Council Agrees: Stop Latham Park Erosion First
Barrington Town Council approves recommendation by Parks and Recreation Commission to craft an erosion-control plan before building a new playground at Latham Park.
Halting the erosion of the shoreline at Latham Park in the Bay Spring neighborhood has always been part of the master plan for the site.
But it got some renewed attention at last Monday’s Town Council meeting because of a push by two neighborhood groups who want to renovate the playground at the park – even if they can’t agree on a play area for the bay-front facility.
The groups did manage to get the Parks and Recreation Commission to agree that erosion control must be addressed first – the sooner the better. That’s the recommendation Melissa Horne, chairwoman of the parks commission, asked the councilors to endorse.

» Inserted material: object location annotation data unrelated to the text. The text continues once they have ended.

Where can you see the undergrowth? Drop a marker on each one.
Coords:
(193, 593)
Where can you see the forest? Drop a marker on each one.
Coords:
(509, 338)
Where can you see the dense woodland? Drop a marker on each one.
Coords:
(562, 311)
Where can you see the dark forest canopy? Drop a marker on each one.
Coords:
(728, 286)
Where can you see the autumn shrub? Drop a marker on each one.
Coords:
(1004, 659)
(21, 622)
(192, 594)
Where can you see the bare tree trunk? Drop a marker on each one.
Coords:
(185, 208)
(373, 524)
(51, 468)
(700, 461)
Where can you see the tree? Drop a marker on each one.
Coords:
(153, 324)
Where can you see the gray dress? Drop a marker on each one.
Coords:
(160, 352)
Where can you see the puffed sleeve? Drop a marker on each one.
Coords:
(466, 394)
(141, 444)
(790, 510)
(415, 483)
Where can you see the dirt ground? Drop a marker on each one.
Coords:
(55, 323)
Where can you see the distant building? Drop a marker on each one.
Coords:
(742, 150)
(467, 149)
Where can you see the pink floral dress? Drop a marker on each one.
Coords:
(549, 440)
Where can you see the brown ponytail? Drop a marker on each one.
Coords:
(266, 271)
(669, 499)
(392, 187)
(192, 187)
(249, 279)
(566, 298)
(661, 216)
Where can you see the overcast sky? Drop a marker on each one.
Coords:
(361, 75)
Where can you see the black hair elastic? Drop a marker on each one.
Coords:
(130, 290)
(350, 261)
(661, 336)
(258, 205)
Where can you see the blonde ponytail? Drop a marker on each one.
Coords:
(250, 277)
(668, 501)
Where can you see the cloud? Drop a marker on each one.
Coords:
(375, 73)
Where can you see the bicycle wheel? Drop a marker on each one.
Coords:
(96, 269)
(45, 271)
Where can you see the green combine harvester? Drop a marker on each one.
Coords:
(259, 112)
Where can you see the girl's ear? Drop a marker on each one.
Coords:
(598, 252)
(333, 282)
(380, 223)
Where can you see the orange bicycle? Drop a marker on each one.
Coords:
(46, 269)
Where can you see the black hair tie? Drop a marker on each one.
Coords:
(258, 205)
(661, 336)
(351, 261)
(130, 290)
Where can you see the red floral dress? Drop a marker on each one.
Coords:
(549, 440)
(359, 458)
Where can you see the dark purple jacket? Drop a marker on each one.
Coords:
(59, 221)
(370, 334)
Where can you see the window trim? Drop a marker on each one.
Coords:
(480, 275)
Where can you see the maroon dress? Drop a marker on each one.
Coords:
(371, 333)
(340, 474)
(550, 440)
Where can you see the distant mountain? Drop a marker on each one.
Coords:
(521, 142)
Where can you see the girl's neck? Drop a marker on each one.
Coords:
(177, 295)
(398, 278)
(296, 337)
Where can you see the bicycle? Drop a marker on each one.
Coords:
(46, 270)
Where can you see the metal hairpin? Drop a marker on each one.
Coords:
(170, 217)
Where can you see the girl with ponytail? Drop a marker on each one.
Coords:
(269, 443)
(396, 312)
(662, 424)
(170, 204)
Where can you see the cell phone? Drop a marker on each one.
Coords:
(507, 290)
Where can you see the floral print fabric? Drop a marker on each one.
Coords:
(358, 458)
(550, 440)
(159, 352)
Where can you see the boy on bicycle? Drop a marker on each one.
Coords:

“We voted for the Town Council to direct the town manager to address the erosion problem before any playground is approved,” Horne said.
The councilors did just that by a unanimous 5-0 vote after hearing Horne say that “erosion there is pretty well documented. Before more investment is made, we need to make sure the improvements are protected.”
Indeed, Phase One of the master plan for Latham Park recognizes that the shoreline needs to be stabilized first. It’s item A in the plan.
Introducing a "creative play area" does not come until Phase Three of the master plan. That’s the part of the plan that has the two groups at an impasse.
The Town Council did hear statements from representatives of the two playground groups, who are divided over putting in a traditional set of swings and sliding board or a “natural” play area made of earth berms, logs, trees, rocks and water.
“We must remember that this is a children’s playground,” said Councilor Kate Weymouth before casting her vote for the erosion study. “And we must recognize that people can be uncomfortable with creative thinking and new ideas.”
With the councilors’ approval, Town Manager Peter DeAngelis Jr. said he will now commission a study to see what needs to be done “once and for all to halt the erosion.”
DeAngelis said he plans to draft an RFQ (request for qualifications) to solicit the expertise needed to study the site and develop cost estimates for a “shovel-ready project.”
“It’s time we had a good, sound concrete plan,” he said.
Town Councilor Bill DeWitt asked DeAngelis if he could give an estimate for the cost of the study.
“I hesitate to give a number with bids to be sought,” he said.
DeWitt then reminded everyone that Barrington is facing a significant increase in its pension costs, which will severely limit the money available to do studies like this one.
It is the lack of funds for Latham Park – funds from a recreation bond that were shifted to Barrington Beach instead, that put the master plan on the shelf even as a new playground was being sought.